Site Reliability Engineer
We are looking for a very well-rounded, experienced Site Reliability Engineer (SRE) to join a team of SREs dedicated to support and improvement of our back end and firewall platforms. This person must dive deep into operational issues, from systems, automation, and process perspectives. The candidate will understand the challenges around integrating disparate infrastructures into a new facility and new processes and procedures.
- Perform deep dives into both systemic and latent reliability issues; partner with software and systems engineers across the organization to produce and roll out fixes
- Troubleshoot issues across the entire stack: hardware, software, application and network
- Drive standardization efforts across multiple disciplines and services in conjunction with embedded SREs throughout the organization
- Identify and drive opportunities to improve automation for the company; scope and create automation for deployment, management and visibility of our services
- Represent the SRE organization in design reviews and operational readiness exercises for new and existing services
- Work with software engineers and development SREs to improve upon deployment processes.

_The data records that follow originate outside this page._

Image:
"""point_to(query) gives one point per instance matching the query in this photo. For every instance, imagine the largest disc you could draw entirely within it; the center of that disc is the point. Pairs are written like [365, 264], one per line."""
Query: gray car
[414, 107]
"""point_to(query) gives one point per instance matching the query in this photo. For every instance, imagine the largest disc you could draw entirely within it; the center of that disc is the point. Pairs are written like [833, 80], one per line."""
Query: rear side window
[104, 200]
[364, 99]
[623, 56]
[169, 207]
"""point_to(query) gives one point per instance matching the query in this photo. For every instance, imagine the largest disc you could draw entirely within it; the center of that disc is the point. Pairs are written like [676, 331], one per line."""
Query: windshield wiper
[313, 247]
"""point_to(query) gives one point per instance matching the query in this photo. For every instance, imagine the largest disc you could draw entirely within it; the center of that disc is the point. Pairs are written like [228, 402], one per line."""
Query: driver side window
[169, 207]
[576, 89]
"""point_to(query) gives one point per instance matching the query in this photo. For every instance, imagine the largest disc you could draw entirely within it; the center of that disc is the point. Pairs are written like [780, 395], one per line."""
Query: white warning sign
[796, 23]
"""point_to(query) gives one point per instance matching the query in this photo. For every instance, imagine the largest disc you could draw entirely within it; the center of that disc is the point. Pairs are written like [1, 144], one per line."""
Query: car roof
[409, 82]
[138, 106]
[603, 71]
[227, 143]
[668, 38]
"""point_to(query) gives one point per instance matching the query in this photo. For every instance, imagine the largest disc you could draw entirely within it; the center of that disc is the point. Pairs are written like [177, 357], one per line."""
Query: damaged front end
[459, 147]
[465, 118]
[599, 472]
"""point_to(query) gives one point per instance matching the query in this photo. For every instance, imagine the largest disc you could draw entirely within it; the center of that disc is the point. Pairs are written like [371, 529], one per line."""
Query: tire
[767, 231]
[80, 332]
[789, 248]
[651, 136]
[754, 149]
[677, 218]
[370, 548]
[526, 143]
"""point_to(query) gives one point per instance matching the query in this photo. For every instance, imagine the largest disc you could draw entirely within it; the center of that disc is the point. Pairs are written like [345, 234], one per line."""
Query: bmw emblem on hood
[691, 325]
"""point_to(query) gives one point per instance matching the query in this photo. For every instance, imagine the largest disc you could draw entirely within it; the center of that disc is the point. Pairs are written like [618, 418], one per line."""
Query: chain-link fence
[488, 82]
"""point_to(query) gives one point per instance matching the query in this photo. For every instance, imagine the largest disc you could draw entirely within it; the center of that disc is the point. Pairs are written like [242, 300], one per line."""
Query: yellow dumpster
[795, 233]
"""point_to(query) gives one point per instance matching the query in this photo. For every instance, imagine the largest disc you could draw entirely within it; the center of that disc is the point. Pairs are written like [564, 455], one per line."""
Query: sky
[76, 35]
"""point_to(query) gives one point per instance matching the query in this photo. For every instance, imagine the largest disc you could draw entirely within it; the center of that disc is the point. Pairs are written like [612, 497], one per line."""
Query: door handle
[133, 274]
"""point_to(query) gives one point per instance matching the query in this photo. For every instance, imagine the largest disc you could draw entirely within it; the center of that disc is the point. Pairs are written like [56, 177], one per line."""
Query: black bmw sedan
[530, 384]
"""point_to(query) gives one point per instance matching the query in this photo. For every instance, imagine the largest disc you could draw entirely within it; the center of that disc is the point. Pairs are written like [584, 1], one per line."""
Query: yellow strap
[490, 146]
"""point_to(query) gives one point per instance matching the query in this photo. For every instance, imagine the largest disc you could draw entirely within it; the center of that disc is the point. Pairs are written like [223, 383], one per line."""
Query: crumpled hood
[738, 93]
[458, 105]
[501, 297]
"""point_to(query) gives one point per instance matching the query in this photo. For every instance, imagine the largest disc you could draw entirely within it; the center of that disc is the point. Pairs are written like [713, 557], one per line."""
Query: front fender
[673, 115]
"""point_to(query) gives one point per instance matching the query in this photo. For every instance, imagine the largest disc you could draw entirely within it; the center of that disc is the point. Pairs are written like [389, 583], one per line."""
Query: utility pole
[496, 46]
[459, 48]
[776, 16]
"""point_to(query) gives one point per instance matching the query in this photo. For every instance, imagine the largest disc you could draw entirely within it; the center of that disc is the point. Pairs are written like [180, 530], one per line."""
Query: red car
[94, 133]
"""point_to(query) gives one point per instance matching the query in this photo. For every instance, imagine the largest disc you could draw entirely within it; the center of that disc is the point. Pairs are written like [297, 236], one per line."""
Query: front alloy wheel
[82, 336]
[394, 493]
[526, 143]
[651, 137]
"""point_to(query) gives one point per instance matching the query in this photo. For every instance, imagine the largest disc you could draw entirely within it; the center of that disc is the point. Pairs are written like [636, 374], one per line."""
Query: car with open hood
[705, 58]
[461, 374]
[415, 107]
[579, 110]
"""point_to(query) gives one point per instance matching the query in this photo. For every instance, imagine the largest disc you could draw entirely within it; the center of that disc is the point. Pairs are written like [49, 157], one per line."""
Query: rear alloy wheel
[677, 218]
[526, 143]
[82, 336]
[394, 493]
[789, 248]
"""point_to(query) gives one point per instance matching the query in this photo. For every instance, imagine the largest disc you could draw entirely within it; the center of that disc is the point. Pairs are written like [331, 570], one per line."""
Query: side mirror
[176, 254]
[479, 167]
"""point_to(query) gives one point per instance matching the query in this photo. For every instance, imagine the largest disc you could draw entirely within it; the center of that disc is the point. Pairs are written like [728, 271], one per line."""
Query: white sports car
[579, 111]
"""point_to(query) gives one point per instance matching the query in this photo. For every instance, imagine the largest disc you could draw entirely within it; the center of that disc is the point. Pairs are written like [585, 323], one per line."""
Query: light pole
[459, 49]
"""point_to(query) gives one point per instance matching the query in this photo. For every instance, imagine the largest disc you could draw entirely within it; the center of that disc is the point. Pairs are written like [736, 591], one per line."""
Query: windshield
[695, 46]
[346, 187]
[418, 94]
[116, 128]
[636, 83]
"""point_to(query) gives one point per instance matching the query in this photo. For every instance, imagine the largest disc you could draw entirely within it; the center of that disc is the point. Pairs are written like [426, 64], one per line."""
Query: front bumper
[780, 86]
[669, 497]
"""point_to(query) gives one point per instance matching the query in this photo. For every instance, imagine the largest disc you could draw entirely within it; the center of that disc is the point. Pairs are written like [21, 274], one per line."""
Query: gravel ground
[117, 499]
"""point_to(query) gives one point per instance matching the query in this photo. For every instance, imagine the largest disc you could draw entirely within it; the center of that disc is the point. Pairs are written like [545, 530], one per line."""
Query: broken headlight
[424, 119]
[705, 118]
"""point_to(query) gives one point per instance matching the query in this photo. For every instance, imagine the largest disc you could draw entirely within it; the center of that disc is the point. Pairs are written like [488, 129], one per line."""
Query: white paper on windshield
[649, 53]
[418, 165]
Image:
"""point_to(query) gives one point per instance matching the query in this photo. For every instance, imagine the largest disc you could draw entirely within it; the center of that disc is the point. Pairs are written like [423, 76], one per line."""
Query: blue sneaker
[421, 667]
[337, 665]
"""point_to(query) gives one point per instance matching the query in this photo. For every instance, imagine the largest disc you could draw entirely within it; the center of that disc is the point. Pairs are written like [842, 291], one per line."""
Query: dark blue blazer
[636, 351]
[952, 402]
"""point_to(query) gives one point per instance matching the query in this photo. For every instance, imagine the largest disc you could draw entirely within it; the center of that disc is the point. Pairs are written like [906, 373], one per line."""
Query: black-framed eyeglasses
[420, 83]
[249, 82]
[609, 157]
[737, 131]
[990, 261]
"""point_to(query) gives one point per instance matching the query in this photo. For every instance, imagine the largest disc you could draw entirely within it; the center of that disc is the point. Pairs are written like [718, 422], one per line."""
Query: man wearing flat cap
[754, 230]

- Sound fundamentals in operating systems, networking, and distributed systems
- Strong familiarity with Linux systems administration, management, best practices, and performance tuning
- Familiarity with OS container technology: Docker, LXC, namespaces/cgroups
- Strong understanding of Ethernet, VLAN, IPv4/IPv6, ARP, DHCP, DNS, and TCP
- Strong understanding of routing protocols such as BGP, ISIS, OSPF
- Familiarity with the operations of carrier-grade backbone networking
- Familiarity with distributed system problems: leader election, consensus, etc.
- Solid understanding of systems and application design, including the operational trade-offs of various designs
- Expert level understanding with at least one public or private cloud technology such as Amazon AWS, Azure, OpenStack, etc.
- Practical knowledge of various aspects of service design, including messaging protocols & behavior, caching strategies and software design practices
- Practical, intermediate knowledge of shell scripting and python
- Demonstrable knowledge of TCP/IP, HTTP, web application security, and experience supporting multi-tier web application architectures
- Minimum 5 years of managing services in an internet scale Unix/Linux environment
- Must work well with and be able to influence myriad personalities at all levels
- Ability to prioritize tasks and work independently, must be able to work with multiple teams across multiple customers
- Must be adaptable and able to focus on the simplest, most efficient & reliable solutions
- Track record of successful practical problem solving, excellent written and interpersonal communication, and documentation skills
- Curiosity and an interest in networking, systems software, and/or distributed systems
- Experience as a systems administrator or operations engineer in a 24/7 production environment
- Experience deploying code to and/or managing large-scale node deployments providing software, platforms, or infrastructure as a service
- Experience with Arista, Dell, Brocade, and HP networking gear.
- Experience with HP, Dell/EMC, Super Micro server and storage gear.
- Experience with configuration management tools such as CFEngine, Bcfg2, Puppet, Chef, or Ansible
- Experience with Amazon Web Services, Google Compute Engine, or similar
- Experience with distributed compute (e.g., Spark or Hadoop), storage (relational databases such as Postgres or MySQL, horizontally-scalable non-relational databases such as HBase, Riak, or Cassandra), and search infrastructure (such as ElasticSearch or Solr/Lucene)
- Experience in horizontally scaling a production environment by an order of magnitude, ideally in a startup or other rapid-growth environment
Health, Dental, Vision,
About OPĀQ Networks
OPĀQ Networks breaks the traditional security mold with its cloud based service that empowers organizations to simplify, centralize, and secure their networks. OPĀQ Networks’ management platform integrates networking and security in a way that reduces complexity and costs, tightens security control, and establishes a truly agile infrastructure that allows them to more easily keep ahead of emerging threats and instantly adapt to business and regulatory requirements. Based in Northern Virginia, OPĀQ Networks is a privately held company that has earned the trust of reputable brands.